Уже на гастролях по Сибири, забираясь в свой полулюкс после серии изматывающих шоу, Гриня вспоминал горячую кровь на лице, и это его странным образом волновало. Какая она настоящая, честная, как моя бедная желтоклювая птичка! Но дальше таких мыслей дело не шло. Его вполне устраивал сложившийся расклад и полусемейные отношения в коллективе.

Они, и правда, неплохо сработались. Наташка доброй собакой ходила следом за Гриней, по одному его слову кидалась на защиту интересов группы: им меняли невыгодную площадку, выдавали бронь на самолёт, подгоняли солдатиков из соседнего гарнизона, если оставалось много непроданных билетов.

Гриня был доволен результатами сестры. Начав с нуля (Ну́ля!), боясь огня, как… огня, она уже через месяц очень прилично, а, главное, спокойно, крутила веера и пои. В этом была заслуга бурятки. Именно Ася, а вовсе не Таня, натаскивала Нулю, учила её разным тонкостям, которые приходят только с опытом и становятся ноу-хау каждого файерщика. Ими ни под каким видом не делятся, оберегая находки, составляющие особый почерк и бесценный багаж артиста. Но Ася прямо вцепилась в Нулю: использовала каждую свободную минуту, любую возможность учить, учить, добиваясь совершенства. И Нуля поначалу покорно, а потом, когда стали получаться сложные трюки, с упорством бесчувственного воина повторяла и повторяла упражнения, пока не падала без сил.

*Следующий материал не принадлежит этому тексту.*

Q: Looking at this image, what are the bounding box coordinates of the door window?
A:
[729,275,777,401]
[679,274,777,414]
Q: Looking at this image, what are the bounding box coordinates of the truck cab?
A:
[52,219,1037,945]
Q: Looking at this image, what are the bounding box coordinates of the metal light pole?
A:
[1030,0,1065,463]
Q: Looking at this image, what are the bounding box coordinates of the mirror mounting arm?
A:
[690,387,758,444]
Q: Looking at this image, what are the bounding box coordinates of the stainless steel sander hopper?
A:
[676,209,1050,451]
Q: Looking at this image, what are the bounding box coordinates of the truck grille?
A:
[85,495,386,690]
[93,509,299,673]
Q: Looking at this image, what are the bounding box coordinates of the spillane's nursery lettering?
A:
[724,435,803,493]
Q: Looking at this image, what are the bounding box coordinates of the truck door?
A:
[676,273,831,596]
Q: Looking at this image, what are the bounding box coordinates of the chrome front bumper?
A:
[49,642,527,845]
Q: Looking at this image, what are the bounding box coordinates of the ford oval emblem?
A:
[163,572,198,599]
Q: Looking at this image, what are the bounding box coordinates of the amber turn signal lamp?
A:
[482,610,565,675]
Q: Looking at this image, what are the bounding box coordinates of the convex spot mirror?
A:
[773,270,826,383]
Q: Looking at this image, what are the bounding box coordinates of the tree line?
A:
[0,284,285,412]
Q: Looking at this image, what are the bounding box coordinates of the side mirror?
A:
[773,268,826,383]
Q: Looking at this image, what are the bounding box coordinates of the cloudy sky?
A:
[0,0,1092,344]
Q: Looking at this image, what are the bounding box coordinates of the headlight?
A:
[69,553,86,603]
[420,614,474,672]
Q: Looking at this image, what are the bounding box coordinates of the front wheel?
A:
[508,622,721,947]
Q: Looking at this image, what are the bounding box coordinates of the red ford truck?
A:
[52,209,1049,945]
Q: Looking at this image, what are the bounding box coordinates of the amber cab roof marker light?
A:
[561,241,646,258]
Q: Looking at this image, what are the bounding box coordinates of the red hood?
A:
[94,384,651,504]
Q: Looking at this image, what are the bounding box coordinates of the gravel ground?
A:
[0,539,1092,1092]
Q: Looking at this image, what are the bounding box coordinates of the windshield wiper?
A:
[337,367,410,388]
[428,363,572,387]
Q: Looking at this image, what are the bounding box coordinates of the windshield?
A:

Они были неразлучны, и никто не смел втиснуться, примкнуть к ним. Гриня не знал, как относиться к этому: женщины всегда дружат против кого-то. Но кожей чувствовал: Аська что-то задумала, с умыслом обхаживает сестру. И старался не смотреть ей в глаза. Нарочно стал сух и невнимателен к Нуле, Асю просто не замечал, ни с кем о них не говорил, будто отрезал, предоставив Наташке интерпретировать его указания, как ей вздумается. К этому все скоро привыкли, считая, что Гриня занят более важными вещами.

Иногда, пересекаясь маршрутами, встречали Тумена, и они с Асей о чём-то говорили на своём языке, а потом выяснялось, что договор продлён до конца осени, а гонорар увеличен вдвое. Летние сибирские гастроли давали команде возможность всю зиму бить баклуши, даже в какой-нибудь Турции. На будущую весну уже готовился новый контракт, но регион почему-то не оговаривался. По ситуации, загадочно улыбался Разгоев, и в этом умолчании просматривалась заграница.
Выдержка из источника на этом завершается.